Critiques littéraires Bande dessinée

Lamia Ziadé, conteuse du présent

Lamia Ziadé, conteuse du présent

Mon Port de Beyrouth de Lamia Ziadé, P.O.L., 2021, 256 p.


Lamia Ziadé nous avait habitués à de belles et denses évocations du passé. Bye bye Babylone : Beyrouth 1975-1979 retraçait son enfance durant la guerre civile. Ô nuit, ô mes yeux et Ma très grande mélancolie arabe proposaient une fresque culturelle et sociale du monde arabe du XXe siècle.

Même s’il pourrait apparaître, formellement, dans la directe continuité des trois autres, Mon Port de Beyrouth est un ouvrage à part. Réalisé en direct, alors que les conséquences du drame continuent sans cesse de se manifester, c’est un livre forcément plus réactif que les précédents, mais au sens noble du terme. Empreint d’urgence, réagissant à cœur ouvert à un présent en mouvement, le livre arrive à mêler la révolte à une admirable vision d’ensemble, historique et culturelle, partagée autant qu’individuelle.

Lamia Ziadé le raconte avec émotion : elle entretient une longue histoire d’amour avec le port de Beyrouth. Un lien personnel mais aussi familial. Ses silos, en particulier, ceux-là même qui sont aujourd’hui l’image emblématique du drame, lui tiennent à cœur. Ne sont-ils pas nés avec elle, en 1968 dans un Liban d’avant la lente et longue descente aux enfers ?

Traiter de l’explosion ne pouvait permettre un récit uniquement apaisé. De l’évocation déchirante des visages et des récits des victimes, au récit de l’ardeur qui a porté un peuple dans la rue en octobre 2019 en passant par des retours en arrière vers des épisodes familiaux intimement liés au destin national, chaque aspect du livre est chargé d’une saine révolte.
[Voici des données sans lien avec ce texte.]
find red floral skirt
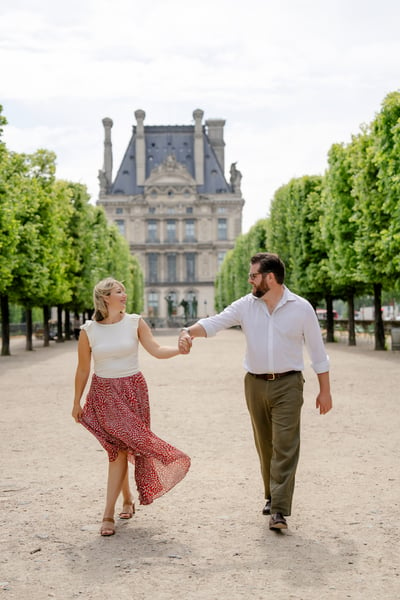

Lamia Ziadé le dit : c’est nourrie des récits partagés sur Instagram qu’elle a réalisé ce livre. Pour le lecteur libanais, pour qui chaque histoire évoquée, chaque image revisitée, chaque témoignage que le livre reprend est familier, pour ce lecteur qui a vécu cette dernière année au rythme des mêmes images, mais de manière dispersée, aléatoire, tourbillonnante, ce livre apparaît comme la somme condensée, terrible mais nécessaire, d’une année indigérable. Après lecture, même posé fermé sur nos étagères, c’est comme si l’ouvrage était vivant et qu’il vibrait de l’intérieur, ses couvertures closes renfermant un conglomérat de sentiments bouillonnants.

Les aquarelles de Lamia Ziadé ont cela de touchant que, tout en ayant une esthétique aujourd’hui très identifiable, elles proposent, dans leur réalisme, une forme de respect pour le modèle. Une manière qu’a la dessinatrice de ne pas se mettre plus en avant que le sujet qu’elle représente. Il y a dans ces dessins le sentiment que Lamia Ziadé « passe du temps » avec ses sujets. Que les heures de réalisation de ces aquarelles sont des moments de partage qui, quels que soient les sentiments qui sont en jeu, sont remplis d’affect. L’essentiel est dans cet affect, et dans la sincérité présente à chaque ligne et à chaque trait.

À force de creuser avec maintes nuances son sillon, fait d’une alternance inédite entre textes-témoignages et dessins-mémoires, Lamia Ziadé a inventé un genre. Et c’est chaque fois une réussite.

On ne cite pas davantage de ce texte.